第202話 知っていそうに見える人たち

 今回は身近で起こった、変な歪みの話。

 祖母に新型コロナのワクチン接種の申し込みの必要があり、さて、どうするかというところですが、祖母が何故か妹(僕からすれば大叔母)に相談して、一悶着あった。

 この件で分かったのは、僕の中では大叔母は現代人だ、という錯覚があったこと。祖母は非現代的で、ガラケーも使えなければ、テレビのデータ放送も知らないのですが、大叔母は僕の中ではそれらと正反対に見えていた。しかしワクチンの予約に関しては、「これ(QRコード)をスマホで写せばできる」と輪郭しか分からないようで、例えば何らかのサイトにアクセスして、そこでの登録にメールアドレスが必要だとか、そんなもっと具体的にどんな手順で登録していくかは言わないし、そもそも大叔母はガラケーを使っていて、スマホではない。どうやら家族に代わりにやってもらい、何が行われたかは大叔母自身は知らないらしい。
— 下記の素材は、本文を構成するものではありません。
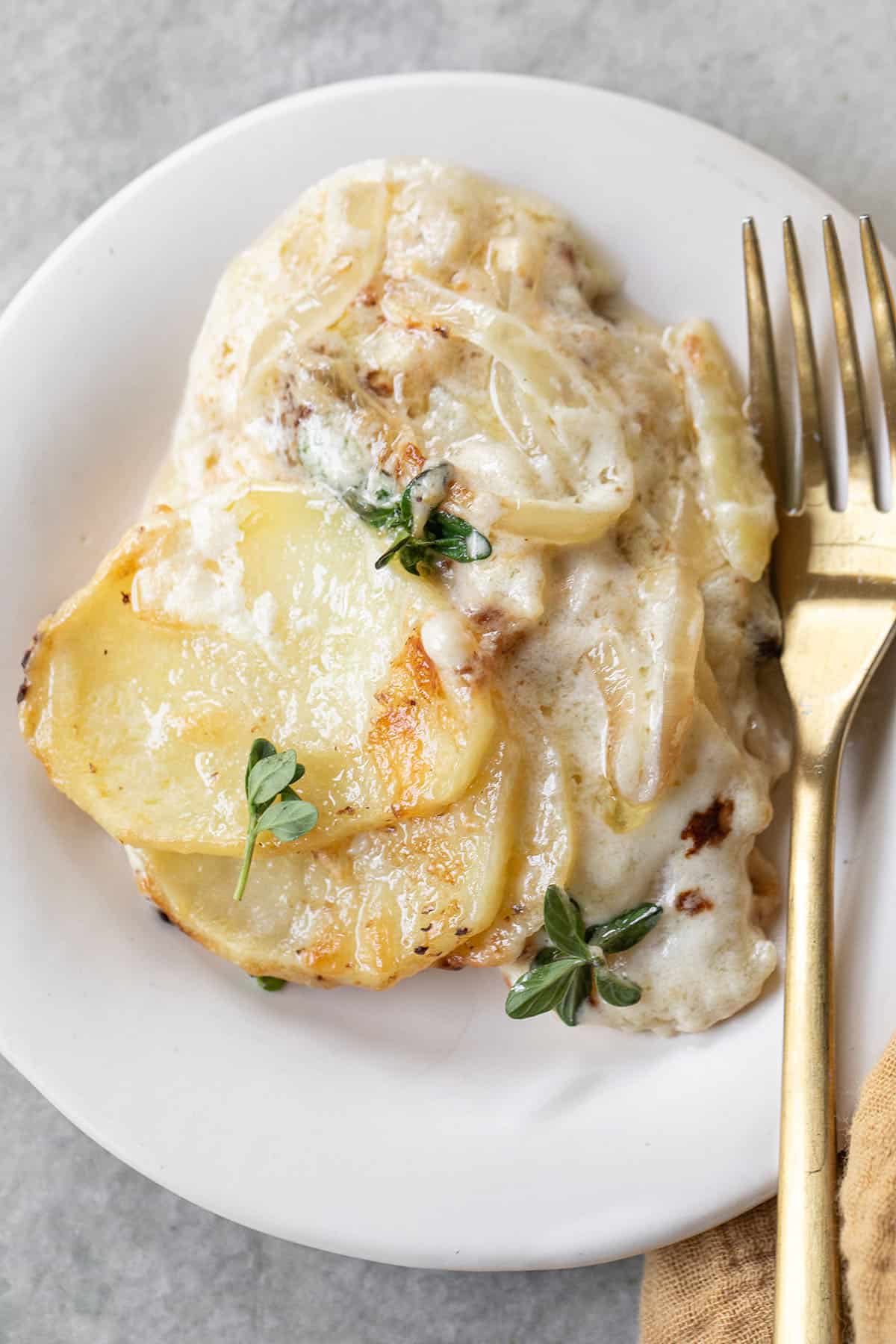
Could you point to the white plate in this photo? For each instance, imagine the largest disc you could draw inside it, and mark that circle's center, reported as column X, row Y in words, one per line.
column 418, row 1127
 僕が困ったのは、誰のメールアドレスを使うかとか、僕のスマホに速度制限というものがあるのをどう説明するか、ということで、実はここに「知っている」という絶対的な壁があると思った。

 例えば地元民なら道案内ができる、道を「知っている」というのは実際には錯覚で、100%ではない。学者ならその分野について何もかもを「知っている」というのもやっぱり錯覚。学者ではなくても、小学校の先生は子どもたちからはなんでも「知っている」ように見えても、きっと全ては知らない。若い人からすれば、老人は知識を蓄えているように見えても、実際はそこまでではない。むしろ僕たちは「現代」に必死にしがみついて、食い下がっていかないと、何も「知らない」老人になってしまう。
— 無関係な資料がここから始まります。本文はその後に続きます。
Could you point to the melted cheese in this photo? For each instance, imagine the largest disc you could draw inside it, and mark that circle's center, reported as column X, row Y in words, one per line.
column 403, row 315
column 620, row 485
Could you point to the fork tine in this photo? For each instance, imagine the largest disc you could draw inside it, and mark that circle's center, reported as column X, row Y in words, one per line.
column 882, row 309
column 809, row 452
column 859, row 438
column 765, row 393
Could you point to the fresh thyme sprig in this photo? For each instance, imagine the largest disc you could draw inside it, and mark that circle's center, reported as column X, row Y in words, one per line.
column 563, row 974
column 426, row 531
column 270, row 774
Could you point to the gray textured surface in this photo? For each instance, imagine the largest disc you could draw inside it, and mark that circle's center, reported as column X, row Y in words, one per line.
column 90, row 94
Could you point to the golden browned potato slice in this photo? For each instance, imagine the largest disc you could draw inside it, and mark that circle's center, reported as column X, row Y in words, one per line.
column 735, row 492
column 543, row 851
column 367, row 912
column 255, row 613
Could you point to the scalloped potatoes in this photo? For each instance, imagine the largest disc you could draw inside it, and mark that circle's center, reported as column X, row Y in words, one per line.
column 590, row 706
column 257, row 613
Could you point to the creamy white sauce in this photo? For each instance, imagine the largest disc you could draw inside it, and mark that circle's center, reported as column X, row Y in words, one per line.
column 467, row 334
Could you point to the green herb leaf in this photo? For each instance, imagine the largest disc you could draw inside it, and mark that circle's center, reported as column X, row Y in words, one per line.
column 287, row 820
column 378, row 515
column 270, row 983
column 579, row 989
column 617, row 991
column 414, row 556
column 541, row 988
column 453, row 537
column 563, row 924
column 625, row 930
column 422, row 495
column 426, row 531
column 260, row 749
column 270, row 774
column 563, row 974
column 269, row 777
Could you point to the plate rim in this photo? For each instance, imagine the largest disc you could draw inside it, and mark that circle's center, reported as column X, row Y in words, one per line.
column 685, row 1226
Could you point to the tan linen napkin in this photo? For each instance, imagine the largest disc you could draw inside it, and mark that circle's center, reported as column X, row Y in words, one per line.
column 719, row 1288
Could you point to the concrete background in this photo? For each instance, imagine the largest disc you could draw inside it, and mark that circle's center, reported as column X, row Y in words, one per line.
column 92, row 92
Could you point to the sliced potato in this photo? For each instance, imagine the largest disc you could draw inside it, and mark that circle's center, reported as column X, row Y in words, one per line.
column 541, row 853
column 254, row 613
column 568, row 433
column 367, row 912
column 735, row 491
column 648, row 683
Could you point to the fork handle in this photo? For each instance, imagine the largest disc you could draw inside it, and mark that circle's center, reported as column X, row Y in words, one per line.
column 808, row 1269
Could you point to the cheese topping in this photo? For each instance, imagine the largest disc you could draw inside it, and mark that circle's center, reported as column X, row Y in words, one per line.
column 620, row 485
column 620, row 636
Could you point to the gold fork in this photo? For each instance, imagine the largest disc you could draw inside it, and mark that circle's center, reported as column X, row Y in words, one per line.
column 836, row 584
 本当はこの疑問は全てに向けられるはずで、両親でさえ、何もかもを「知っている」ように見えても、本当は知らないことが多いし、では、誰が「知っている」のかを考えてみると、実はそんな人はいない。知識も知恵も分割されて情報か知識か記憶として保存されていて、そこから必要なものを探して、学ぶことになる。これを怠ってしまうと、どこかで「現代」との隔絶が起こって、そこはもうどうやっても渡れない深い溝になる。我が家がインターネット回線が敷かれていないどころか、電話がまだ黒電話であるのが、まさにこれ。

 それにしても相対評価というのは怖いと本当に思った。誰かと比べれば「知っている」ように見えても、実際には「知らない」となったら、どこかで何かを間違えそう。そう、政治家が何を「知っている」のか、とか、メディアが何を「知っている」のか、とか、そんなことも言える。今の世の中では感染症対策がさまざまに言われるけど、偉い政治家や偉い学者が「知っている」ことと、僕たち、普通の民衆が「知っている」ことは、実は少し違うのでは。そのズレが生じるのは、うーん、単純に情報が伝わる過程にあるとは思うけど、もはやそんなことは言えない情報化社会なわけで、本当に「知ろう」と思えば僕たちは必要な情報にアクセスできるはず。そうしないのは結局は自分の怠慢となるのかな。「知っている」つもりで、満足するのが怠慢なのかは、意見が割れそうだけど。